2. Optimisation de l’installation du 200 TW et premiers résultats

Afin d’étudier en détail ces régimes d’interaction, des expériences utilisant de très courtes durées d’impulsions (jusqu’à 25 fs), ont été effectués sur l’installation 200 TW de l’INRS-EMT au Canada (Fourmaux et al., 2008). Les premiers résultats obtenus sur d’accélération de protons ont rapidement montré les défis techniques auxquels ce type d’installation est soumis. Nous avons tout d’abord pu constater des difficultés à focaliser correctement le faisceau laser et montré la nécessité d’implanter un miroir déformable pour résoudre ce problème. De plus, nous avons clairement pu voir l’importance du contraste laser pour l’accélération des faisceaux de protons, paramètre qui semble d’autant plus critique lorsque l’on réduit fortement la durée d’impulsion. En effet, l’énergie maximum des protons mesurés sur l’installation 200 TW est longtemps restée inférieure à celle mesurée sur des installations similaires, mais de moindres puissances. Seule une amélioration significative du contraste laser, permis grâce à l’optimisation de l’installation et l’emploi d’un miroir plasma, a ainsi permis d’approcher des résultats attendus (Fuchs et al., 2006a).

2.1. Premiers résultats.

Le laser 200 TW (25 fs, 5 J à 800 nm), fabriqué par Amplitude Technologie, a été délivré en début d’année 2006. Après un long travail d’alignement de la chaîne laser et la mise en place des expériences, les premières observations du faisceau laser en centre chambre et des premiers faisceaux de protons ont été faites au cours du printemps 2007.

2.1.1. Mesure de la tache focale.

Malgré un minutieux alignement de la parabole de focalisation (f/3), celle-ci ne nous permettait pas d’approcher la limite de diffraction et des caractéristiques théoriques de la tache d’Airy (3 µm (Born and Wolf, 1980)). En effet, la dimension de la tache focale mesurée était de l’ordre de 7,5 µm FWHM et présentait surtout une fraction importante de l’énergie laser en dehors de la tache, c.à.d. plus de 80 % alors que généralement la valeur expérimentale s’approche de 70%. Après avoir vérifié la qualité de l’alignement et de la parabole, nous avons constaté que ces derniers n’étaient pas à mettre en cause, contrairement à la qualité du faisceau laser délivré.

Dans un cas comme celui-ci, les difficultés de focalisation sont généralement liées, soit à la mauvaise répartition de l’énergie laser dans le faisceau soit au front de phase du faisceau qui n’est pas plat (Born and Wolf, 1980). L’observation de la répartition en énergie et l’ajustement du pompage optique permettent ainsi d’obtenir un faisceau relativement homogène et tout à fait raisonnable.
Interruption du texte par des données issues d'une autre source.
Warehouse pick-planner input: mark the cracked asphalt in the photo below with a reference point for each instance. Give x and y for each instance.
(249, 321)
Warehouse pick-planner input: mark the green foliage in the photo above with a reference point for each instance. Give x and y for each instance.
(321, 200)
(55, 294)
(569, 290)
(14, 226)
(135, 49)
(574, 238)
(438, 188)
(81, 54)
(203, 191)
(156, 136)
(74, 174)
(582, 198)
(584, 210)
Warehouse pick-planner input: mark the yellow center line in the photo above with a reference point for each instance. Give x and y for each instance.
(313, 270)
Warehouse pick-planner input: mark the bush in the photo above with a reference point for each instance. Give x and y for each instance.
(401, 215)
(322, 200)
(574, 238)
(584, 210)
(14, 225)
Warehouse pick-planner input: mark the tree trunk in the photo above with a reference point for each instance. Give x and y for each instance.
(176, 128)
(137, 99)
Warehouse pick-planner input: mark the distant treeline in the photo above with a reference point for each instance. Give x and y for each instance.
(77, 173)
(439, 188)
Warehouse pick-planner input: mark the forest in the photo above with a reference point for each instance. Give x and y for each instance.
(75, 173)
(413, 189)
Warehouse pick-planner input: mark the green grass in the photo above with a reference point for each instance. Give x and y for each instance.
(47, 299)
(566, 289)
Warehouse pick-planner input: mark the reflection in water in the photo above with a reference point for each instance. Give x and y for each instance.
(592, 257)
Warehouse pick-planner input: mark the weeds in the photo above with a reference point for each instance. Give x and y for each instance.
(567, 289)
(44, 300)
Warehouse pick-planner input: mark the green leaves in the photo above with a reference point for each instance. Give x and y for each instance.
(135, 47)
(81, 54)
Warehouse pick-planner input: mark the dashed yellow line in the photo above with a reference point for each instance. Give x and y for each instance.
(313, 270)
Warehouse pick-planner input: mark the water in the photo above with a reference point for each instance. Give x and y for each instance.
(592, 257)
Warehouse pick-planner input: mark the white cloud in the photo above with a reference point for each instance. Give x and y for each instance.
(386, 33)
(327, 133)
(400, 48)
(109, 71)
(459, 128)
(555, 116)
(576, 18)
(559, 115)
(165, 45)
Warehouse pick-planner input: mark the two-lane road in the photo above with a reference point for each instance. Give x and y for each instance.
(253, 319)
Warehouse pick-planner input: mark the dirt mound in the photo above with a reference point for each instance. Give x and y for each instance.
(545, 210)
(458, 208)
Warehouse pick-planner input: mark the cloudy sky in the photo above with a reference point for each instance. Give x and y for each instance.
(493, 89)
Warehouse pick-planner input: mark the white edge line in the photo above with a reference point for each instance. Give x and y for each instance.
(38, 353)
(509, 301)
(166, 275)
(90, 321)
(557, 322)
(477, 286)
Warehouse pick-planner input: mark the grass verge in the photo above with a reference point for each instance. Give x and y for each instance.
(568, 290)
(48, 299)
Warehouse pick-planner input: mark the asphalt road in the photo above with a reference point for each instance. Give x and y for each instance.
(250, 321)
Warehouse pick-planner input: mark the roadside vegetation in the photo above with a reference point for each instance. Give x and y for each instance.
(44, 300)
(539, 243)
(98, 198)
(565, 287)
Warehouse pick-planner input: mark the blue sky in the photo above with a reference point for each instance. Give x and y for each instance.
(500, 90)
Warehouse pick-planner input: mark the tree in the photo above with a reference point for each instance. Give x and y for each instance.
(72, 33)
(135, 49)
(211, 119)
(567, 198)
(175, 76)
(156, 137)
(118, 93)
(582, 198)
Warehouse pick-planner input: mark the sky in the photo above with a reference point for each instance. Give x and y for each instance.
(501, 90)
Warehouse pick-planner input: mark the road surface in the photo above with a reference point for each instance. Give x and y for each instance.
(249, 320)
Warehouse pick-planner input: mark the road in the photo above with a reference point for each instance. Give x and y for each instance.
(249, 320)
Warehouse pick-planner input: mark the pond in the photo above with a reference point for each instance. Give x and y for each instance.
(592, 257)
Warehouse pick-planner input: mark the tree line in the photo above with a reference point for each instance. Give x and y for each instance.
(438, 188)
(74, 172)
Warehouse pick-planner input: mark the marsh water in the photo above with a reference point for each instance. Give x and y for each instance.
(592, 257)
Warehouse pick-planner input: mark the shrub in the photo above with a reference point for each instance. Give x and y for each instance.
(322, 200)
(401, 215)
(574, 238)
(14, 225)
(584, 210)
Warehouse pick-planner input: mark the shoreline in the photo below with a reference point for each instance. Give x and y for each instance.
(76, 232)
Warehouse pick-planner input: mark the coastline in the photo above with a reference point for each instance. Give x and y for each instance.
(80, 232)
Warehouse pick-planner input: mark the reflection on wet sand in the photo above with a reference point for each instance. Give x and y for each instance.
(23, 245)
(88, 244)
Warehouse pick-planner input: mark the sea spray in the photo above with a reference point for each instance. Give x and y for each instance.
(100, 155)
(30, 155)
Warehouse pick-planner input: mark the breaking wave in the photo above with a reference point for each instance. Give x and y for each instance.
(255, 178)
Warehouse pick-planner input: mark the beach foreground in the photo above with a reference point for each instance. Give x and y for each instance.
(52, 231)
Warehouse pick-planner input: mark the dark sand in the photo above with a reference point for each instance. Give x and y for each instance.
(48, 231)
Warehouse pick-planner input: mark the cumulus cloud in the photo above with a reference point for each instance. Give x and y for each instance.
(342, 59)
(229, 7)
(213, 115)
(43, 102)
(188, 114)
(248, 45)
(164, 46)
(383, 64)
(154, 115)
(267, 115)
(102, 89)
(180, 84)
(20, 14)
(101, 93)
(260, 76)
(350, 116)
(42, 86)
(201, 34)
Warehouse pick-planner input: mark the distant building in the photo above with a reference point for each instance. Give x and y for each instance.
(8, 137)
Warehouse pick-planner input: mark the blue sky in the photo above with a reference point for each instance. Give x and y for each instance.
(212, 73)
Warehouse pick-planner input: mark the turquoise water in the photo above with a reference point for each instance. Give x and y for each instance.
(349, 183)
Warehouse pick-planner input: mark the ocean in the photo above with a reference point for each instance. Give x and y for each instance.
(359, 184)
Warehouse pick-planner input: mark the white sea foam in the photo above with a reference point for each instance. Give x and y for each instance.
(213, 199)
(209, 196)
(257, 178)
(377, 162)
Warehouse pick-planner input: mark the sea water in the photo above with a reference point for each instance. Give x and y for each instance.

C’est pourquoi il a été décidé d’incérer un miroir déformable (Druon et al., 1998) juste avant la recompression de l’impulsion, de manière à corriger les défauts sur le front de phase. Celui-ci a été opérationnel à partir de l’été 2008 (Fourmaux et al., 2008) et permettait d’obtenir une tache focale de l’ordre de 5,6 ± 0,4 μm FWHM comprenant ~30 % de l’énergie laser, mais il n’a été disponible pour les expériences qu’à partir de l’été 2009.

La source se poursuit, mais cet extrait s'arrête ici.